Indicators for Measuring Progress

  1. For Target 3.7 & 5.6 (Universal access to sexual and reproductive health-care services and rights)

    • Fertility Rate:

      The article explicitly mentions this indicator, stating the U.S. fertility rate reached a record low and providing the specific rate for North Carolina: “55.8 births per 1,000 women of reproductive age in 2023.” This is used as a metric to discuss trends in family planning.

    • Rate of Use of Long-Acting Reversible Contraception (LARC):

      The article implies this as an indicator by providing specific data: “a 13 percent increase in use of long-acting reversible forms of contraception in the year after North Carolina’s increased abortion restrictions took effect.”

    • Rate of Sterilization Procedures:

      This is used as a direct measure of changing family planning behaviors. The article states there was “a 25 percent increase in permanent contraception among UNC Health patients in the year after the Dobbs decision.”

    • Laws and Regulations on Abortion Access:

      The existence and nature of laws are a key indicator. The article specifies the current law: “North Carolina bans most abortions after 12 weeks of pregnancy, with exceptions.”

  2. For Target 3.8 & 10.3 (Universal health coverage and reduced inequalities)

    • Proportion of Population with Access to Subsidized Health Services:

      This is implied through the discussion of Medicaid. The article provides a specific figure: “roughly 14 percent of Planned Parenthood patients in North Carolina have accessed family planning services using Medicaid,” indicating the portion of this patient group vulnerable to policy changes.

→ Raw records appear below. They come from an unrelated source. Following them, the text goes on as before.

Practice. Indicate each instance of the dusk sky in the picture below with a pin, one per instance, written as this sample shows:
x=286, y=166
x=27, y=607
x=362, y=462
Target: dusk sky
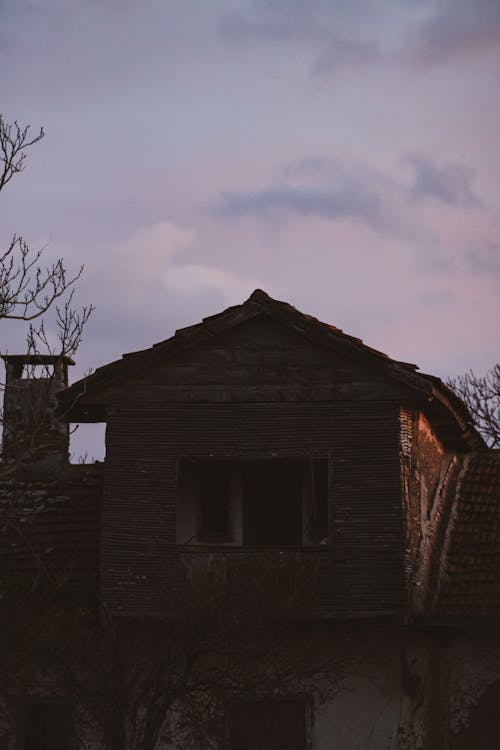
x=342, y=155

    • Geographic Access to Contraceptive Services:

      The article provides a direct indicator of geographic inequality by citing data on “contraceptive deserts,” stating that “635,140 women in North Carolina live in areas that can be classified as ‘contraceptive deserts.'”

SDGs, Targets, and Indicators Analysis

SDGs Targets Indicators
SDG 3: Good Health and Well-being 3.7: Ensure universal access to sexual and reproductive health-care services. Fertility rate in North Carolina (55.8 births per 1,000 women of reproductive age in 2023).
Increase in use of long-acting reversible contraception (13% increase at UNC Health).
Increase in permanent contraception/sterilization procedures (25% increase at UNC Health post-Dobbs).
3.8: Achieve universal health coverage… and access to quality essential health-care services. Proportion of patients using Medicaid for family planning services at specific clinics (14% at Planned Parenthood in NC).
SDG 5: Gender Equality 5.6: Ensure universal access to sexual and reproductive health and reproductive rights. Existence of laws restricting abortion access (NC ban on most abortions after 12 weeks).
SDG 10: Reduced Inequalities 10.3: Ensure equal opportunity and reduce inequalities of outcome. Number of women living in “contraceptive deserts” (635,140 in North Carolina).